As chairwoman, the seven-member panel voted Cathleen Simpson, a Black Rock resident, Democrat and attorney who works for the state Office of Policy and Management’s Labor Relations section.
George Estrada, a Republican, former Bridgeport public facilities director and current vice president of Facilities Planning and Construction at the University of Bridgeport, was voted vice chairman.
Florisca Carter, an unaffiliated voter and director of school operations for Achievement First Bridgeport Academy, was voted secretary. Her duties in that post remained unclear as the meeting closed, though. A stenographer is already keeping track of everything the panel discusses.
The commission will hold a public forum next Tuesday at 5:30 p.m. in the city council chambers. It will reconvene the next night, and then likely meet publicly every Tuesday and Thursday at 5:30 p.m.
City Attorney Mark Anastasi introduced attorneys Ed Maley and Steven Mednick, who’ve each worked on charter revisions around Connecticut as well as with the city attorney’s office for years on various projects. Mednick will draft the commission’s final recommendations in late spring.
The commission could enact big changes over how Bridgeport manages its schools. It will also conduct a comprehensive review of the city charter for the first time since 1993 — maybe even 1984 or 1978, depending on how widespread its proposed changes are, Anastasi said Tuesday.
In coming months, the commission will ask city council members, Mayor Bill Finch, department heads and experts of various fields how the current charter should be altered. It will submit final recommendations to the Secretary of State’s office by September, so that the potential changes land on November’s ballot for a “yes or no” vote.
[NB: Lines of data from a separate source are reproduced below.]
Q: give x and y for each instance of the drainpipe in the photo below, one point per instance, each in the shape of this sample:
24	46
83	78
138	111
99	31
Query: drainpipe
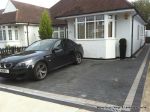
28	33
132	34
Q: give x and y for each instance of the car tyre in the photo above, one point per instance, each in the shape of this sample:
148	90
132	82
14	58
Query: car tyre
78	58
40	71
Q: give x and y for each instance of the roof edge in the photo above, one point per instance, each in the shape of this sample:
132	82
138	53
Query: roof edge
93	13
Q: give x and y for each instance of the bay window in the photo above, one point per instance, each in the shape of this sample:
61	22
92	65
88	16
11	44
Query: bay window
10	34
1	36
59	32
4	34
90	27
81	30
16	34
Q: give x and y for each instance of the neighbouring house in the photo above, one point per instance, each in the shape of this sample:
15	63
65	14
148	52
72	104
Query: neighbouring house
19	24
98	25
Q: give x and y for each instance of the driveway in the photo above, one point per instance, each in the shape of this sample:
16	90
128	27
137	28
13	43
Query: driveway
107	81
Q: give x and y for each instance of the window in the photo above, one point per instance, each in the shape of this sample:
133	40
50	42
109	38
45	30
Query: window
1	37
59	32
110	29
62	32
81	30
10	34
138	32
58	45
90	27
16	34
99	29
4	34
9	26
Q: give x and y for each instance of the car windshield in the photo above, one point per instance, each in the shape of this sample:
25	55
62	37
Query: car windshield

First, the suggestions must be cleared by the city council, which should see a draft of the proposed changes by May, Mednick said.
While the education debate could be heated, the attorneys said Tuesday that other issues may unexpectedly turn hot under the public’s microscope.
In the late ‘90s, Mednick helped a commission in New Britain review a charter that hadn’t been touched since before the Vietnam War, he recalled Tuesday. After much work, the recommendations were torpedoed by a veteran’s group that didn’t want its legal standing moved under the city’s code of ordinances.
So the city charter lived on — and with it the requirement that the veteran’s group include someone who fought in the Spanish-American War, back in 1898.